In Serein


1-1-3 Too Hard, Too Cold

When I came home that night, my father beat me with his belt, and then he beat me with his stick. Then he dragged me by the hair and punched me in the face. It hurt like hell and there were times (like when he was kicking me into my side and chest and my  head was crushed against the larder door so hard that my spine was creaking) when I wondered from far away if he would have it in him to actually kill me this night.

He kept calling me a whore which was puzzling in so far that the main argument for the beating was the complaints from Lak’s father about me scratching his little boy’s face so deeply that it bled and kneeing him in the groin so badly that he had to crawl home and still was quite fainted.

The marriage was off and with it, any hope of cheap meat for the family in the future; and who would wed me after this?

He tired himself out eventually and went upstairs, his heavy boots clomping and squeaking the rickety wooden treads. Mother never showed her face, the baby was crying as usual and Sef my little brother was crying too because I was the only one who stood with him or showed him any kind of kindness.

All of that faded eventually as did the dingy kitchen with the mud floor as the meagre fire in the hearth burned low and out, and eventually the cold got to be worse than the pains and calmly and with care I organised my muscles one by one to slide across the floor, to pull myself up on the doorframe and reach to undo the latch on the door, to slither across the thick threshold stone (carved with the symbols of protection against evil – they had always faced the wrong way, I had thought) and out into the damp cold night. Another hour or so of gentle flexing and methodical stretching this and that (oh it was cold! so damn cold!) and I could stand, then hobble, slowly through the very, very dark village and towards the path that led from the village, out onto the main road and up to the mountain.

The moon sat fat and bright atop the monastery, as though they put it there so I would be able to make my way that night. So that when it was too hard, too cold, too much pain, I had something to look at that would keep me going, on and up.

I did feel sorry for my body.

It should have been resting, have ointments and herbs placed upon it, white bright bandages to soak up the blood. I spoke to it kindly and promised to take more care of it in future, and in return, it worked for me like a trusted horse and it kept dragging on and up the ever steeper path.

When the mountain itself obscured the moon, things became very difficult indeed. I had a notion that if I was to stop I would never get there at all, and this frightened me more (fright is a strange pain!) than the terrible weariness and the hurts and aches and shards in my lungs as though I was breathing broken glass.

When I could no longer walk, I crawled, and when the dawn came, there were only the last few steps now hewn beautifully from the grey rock, silky smooth, moist and perhaps two dozen strides across a circular courtyard to the huge dark wooden doors.

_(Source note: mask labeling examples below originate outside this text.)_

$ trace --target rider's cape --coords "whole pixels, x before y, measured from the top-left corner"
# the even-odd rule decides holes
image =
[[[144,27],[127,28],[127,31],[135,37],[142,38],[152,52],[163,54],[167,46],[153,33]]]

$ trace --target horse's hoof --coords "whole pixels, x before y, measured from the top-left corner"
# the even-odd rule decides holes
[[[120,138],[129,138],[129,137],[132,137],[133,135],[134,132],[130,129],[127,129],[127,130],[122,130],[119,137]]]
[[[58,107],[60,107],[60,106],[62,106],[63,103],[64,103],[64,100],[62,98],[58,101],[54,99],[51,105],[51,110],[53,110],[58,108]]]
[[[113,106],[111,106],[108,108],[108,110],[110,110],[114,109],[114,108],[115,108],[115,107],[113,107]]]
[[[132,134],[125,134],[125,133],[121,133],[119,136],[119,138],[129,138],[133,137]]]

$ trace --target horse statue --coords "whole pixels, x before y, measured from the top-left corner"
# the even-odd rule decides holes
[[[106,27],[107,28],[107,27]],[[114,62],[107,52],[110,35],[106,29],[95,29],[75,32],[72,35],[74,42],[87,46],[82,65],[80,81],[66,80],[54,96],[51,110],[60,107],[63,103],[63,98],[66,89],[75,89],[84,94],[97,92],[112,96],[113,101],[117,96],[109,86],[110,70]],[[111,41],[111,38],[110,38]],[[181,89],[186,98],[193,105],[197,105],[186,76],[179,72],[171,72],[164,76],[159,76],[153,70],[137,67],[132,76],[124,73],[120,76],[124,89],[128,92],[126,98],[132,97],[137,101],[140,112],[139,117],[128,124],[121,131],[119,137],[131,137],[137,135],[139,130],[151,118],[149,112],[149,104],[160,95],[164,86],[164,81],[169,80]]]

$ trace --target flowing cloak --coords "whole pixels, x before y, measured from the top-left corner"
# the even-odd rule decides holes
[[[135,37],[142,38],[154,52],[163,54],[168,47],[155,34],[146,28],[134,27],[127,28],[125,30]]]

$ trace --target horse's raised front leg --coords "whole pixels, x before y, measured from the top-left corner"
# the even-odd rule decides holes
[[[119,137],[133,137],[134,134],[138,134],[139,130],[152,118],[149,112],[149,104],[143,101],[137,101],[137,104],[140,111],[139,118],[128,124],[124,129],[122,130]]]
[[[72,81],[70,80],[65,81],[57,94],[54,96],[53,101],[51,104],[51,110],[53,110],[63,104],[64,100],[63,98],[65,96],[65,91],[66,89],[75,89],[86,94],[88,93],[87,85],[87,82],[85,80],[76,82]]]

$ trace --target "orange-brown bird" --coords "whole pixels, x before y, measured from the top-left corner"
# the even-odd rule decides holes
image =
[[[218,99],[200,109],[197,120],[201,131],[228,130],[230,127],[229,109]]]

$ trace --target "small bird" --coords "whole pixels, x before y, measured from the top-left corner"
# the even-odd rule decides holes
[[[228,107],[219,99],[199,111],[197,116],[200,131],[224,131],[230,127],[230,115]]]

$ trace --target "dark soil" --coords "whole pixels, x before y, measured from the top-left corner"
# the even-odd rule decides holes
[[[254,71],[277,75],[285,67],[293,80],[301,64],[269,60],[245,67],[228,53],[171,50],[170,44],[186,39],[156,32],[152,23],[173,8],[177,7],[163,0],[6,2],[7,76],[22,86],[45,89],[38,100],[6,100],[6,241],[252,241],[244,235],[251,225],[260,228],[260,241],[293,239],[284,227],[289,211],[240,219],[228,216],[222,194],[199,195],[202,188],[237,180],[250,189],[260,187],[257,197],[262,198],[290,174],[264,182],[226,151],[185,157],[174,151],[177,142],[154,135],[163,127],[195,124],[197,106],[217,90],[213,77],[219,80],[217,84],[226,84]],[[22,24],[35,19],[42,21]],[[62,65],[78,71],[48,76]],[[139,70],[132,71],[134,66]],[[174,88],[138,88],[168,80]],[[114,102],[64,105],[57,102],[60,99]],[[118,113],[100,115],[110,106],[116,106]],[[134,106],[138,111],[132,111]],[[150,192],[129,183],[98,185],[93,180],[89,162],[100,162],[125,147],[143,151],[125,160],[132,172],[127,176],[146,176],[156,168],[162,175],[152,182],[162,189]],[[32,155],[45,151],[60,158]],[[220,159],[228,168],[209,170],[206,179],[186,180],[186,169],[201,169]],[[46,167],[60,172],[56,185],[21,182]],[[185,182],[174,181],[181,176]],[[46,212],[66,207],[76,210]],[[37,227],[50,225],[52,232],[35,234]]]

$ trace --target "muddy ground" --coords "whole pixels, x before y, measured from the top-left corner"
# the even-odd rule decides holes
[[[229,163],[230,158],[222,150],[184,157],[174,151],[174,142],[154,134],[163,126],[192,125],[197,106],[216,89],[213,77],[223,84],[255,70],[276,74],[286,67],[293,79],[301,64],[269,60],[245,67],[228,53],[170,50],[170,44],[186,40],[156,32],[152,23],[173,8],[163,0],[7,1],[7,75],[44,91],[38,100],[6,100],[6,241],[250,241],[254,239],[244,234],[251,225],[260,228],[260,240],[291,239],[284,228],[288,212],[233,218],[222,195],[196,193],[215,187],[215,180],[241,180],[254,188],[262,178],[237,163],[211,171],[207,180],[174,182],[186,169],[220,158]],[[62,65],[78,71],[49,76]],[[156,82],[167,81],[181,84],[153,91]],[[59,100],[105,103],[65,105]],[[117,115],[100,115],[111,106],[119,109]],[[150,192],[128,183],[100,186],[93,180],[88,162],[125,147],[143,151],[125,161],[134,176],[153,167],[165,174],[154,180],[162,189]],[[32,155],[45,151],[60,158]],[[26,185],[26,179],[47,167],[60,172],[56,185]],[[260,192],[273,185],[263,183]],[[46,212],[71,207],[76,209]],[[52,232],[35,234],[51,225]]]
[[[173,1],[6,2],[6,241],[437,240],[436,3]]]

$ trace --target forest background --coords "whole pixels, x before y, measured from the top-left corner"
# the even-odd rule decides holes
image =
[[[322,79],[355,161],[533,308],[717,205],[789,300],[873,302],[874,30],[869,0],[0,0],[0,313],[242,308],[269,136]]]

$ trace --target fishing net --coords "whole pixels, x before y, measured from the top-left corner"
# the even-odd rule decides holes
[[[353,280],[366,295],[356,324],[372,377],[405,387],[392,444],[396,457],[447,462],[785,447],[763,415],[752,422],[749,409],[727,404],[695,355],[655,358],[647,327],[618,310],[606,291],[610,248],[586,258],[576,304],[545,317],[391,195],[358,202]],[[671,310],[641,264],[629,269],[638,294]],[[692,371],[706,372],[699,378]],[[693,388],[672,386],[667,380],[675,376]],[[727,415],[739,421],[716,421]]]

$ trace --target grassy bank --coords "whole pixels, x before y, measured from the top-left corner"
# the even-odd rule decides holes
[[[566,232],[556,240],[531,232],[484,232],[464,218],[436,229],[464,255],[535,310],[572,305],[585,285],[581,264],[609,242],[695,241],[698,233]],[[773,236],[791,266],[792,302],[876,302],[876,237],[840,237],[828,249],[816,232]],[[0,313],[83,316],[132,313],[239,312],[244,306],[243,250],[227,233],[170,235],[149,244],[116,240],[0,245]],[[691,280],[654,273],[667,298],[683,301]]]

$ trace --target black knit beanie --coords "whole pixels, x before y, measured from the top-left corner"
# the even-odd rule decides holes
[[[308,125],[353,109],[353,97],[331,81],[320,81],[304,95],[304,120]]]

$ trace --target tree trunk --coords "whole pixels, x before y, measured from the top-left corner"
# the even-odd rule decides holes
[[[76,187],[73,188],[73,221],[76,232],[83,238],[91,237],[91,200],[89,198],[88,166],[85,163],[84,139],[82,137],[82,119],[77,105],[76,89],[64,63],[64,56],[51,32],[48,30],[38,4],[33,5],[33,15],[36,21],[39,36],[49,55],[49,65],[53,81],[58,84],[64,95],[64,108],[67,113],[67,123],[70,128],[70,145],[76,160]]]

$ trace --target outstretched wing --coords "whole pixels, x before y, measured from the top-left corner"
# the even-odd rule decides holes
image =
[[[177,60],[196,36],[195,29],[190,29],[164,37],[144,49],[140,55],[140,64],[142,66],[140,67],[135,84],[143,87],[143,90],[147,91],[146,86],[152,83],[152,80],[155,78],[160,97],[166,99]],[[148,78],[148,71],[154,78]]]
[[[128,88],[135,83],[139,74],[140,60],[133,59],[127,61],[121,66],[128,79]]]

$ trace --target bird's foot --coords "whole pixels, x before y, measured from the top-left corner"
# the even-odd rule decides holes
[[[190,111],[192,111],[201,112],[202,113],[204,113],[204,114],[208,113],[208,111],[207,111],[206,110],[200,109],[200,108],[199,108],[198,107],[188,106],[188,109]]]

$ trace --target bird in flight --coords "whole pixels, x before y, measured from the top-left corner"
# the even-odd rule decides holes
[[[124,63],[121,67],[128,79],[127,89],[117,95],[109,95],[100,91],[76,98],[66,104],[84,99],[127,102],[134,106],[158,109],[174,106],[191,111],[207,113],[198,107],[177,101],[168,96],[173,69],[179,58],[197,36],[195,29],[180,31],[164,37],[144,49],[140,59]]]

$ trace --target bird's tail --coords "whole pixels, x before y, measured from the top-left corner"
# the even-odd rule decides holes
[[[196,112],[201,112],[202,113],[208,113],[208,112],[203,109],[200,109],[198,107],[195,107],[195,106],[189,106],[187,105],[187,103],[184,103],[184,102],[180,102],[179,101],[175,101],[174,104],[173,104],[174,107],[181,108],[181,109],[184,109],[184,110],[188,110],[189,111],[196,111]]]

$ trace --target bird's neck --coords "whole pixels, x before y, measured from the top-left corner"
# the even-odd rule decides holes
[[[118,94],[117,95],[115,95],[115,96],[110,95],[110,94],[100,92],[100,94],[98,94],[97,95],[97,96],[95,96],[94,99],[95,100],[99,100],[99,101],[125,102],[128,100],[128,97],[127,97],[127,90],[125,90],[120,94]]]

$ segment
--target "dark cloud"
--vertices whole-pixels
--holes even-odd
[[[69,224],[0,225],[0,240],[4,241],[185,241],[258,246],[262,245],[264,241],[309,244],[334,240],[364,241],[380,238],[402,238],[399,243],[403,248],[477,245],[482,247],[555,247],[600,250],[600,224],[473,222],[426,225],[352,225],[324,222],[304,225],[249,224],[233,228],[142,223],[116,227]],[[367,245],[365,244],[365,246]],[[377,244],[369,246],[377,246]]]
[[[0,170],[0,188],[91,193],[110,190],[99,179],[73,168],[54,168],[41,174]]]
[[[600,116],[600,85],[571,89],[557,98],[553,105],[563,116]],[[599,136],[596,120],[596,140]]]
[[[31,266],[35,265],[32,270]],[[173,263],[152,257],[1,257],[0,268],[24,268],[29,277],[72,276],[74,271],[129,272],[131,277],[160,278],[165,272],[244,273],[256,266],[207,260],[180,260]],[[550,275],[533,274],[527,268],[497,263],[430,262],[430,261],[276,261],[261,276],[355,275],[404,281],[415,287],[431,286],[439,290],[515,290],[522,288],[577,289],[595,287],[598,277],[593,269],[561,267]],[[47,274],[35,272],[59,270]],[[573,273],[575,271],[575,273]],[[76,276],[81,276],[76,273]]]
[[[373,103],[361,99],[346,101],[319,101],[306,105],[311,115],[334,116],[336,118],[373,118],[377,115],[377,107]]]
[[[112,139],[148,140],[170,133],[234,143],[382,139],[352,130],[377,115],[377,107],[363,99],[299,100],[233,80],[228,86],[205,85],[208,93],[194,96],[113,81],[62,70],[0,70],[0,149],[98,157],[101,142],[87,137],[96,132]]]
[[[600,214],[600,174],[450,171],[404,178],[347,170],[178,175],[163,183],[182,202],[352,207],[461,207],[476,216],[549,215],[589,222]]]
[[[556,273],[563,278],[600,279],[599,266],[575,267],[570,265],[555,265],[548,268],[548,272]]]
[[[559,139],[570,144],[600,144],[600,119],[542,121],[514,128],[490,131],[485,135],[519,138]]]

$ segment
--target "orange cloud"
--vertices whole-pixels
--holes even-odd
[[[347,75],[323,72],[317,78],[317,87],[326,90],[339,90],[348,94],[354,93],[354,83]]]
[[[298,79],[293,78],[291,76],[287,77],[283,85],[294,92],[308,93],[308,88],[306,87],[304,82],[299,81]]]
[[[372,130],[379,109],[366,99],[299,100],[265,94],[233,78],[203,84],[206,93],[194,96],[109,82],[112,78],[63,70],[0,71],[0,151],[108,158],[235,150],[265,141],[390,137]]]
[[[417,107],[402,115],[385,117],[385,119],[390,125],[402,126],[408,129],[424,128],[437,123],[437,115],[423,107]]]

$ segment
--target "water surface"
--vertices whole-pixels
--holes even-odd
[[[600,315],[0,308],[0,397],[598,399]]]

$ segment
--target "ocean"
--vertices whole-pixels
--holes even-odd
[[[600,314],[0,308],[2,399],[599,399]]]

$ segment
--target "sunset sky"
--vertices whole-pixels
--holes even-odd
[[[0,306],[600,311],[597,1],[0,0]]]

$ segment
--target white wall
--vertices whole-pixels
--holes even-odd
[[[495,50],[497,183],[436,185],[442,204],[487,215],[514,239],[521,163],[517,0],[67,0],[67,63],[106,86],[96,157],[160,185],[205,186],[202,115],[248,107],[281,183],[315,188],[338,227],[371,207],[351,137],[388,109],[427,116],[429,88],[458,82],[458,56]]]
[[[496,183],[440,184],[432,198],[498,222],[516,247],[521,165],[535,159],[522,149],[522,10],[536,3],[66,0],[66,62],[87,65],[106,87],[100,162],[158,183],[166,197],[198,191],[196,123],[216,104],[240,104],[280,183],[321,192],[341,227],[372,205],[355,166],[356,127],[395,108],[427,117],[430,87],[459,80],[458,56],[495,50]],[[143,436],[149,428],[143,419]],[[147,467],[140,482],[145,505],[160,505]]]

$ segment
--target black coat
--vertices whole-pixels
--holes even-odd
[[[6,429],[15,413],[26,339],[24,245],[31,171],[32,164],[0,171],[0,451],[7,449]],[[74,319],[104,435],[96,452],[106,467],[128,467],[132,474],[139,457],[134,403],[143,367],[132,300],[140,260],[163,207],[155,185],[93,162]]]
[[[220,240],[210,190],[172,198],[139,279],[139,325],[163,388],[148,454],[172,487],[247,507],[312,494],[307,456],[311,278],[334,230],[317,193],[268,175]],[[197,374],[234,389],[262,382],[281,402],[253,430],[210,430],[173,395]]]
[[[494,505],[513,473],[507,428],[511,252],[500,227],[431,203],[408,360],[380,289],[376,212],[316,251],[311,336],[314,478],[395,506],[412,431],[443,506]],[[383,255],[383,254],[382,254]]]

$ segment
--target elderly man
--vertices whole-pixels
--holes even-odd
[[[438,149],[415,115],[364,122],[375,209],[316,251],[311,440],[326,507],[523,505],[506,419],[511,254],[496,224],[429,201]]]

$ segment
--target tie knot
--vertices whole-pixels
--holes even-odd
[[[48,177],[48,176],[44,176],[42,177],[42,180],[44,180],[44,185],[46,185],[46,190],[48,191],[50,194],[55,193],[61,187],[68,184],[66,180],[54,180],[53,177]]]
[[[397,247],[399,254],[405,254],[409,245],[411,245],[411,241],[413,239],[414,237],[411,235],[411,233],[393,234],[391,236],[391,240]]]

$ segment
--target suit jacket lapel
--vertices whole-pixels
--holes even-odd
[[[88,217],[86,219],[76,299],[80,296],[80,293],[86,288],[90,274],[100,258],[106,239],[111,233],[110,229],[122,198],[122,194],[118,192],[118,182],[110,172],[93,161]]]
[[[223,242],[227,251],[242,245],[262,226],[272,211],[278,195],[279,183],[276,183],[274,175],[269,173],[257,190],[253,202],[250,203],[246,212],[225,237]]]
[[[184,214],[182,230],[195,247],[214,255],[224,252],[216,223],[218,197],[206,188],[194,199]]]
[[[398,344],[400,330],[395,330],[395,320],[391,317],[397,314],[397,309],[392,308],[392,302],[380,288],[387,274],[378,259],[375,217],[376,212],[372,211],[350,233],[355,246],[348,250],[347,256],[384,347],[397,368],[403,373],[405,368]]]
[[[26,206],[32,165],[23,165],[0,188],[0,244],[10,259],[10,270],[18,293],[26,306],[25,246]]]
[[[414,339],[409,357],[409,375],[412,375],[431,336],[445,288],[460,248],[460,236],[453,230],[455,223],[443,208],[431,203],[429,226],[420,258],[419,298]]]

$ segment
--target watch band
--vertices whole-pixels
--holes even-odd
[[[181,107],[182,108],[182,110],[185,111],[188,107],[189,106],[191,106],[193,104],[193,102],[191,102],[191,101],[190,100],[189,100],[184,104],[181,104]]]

Up until then, I kept myself moving. But now I was so close, my determination faltered and these last few obstacles and distances seemed too much for me.

I put my bleeding hands into the pocket (secretly sewn into the folds of my skirt for safeguarding the precious) and touched the humming black stone. It was warm from my body, and the vibrations spread through my fingertips, up my arm and closer still to my heart, and my mind grew clear and calm, and I instructed my body on that last ascend, up the steps one by one, across the courtyard, like a snail, wondering if I was leaving a trail of blood and pain behind me as I crawled.

I tried to knock on the door but could not; I managed to get the humming stone from my pocket and touch it to the door instead, then everything went blank.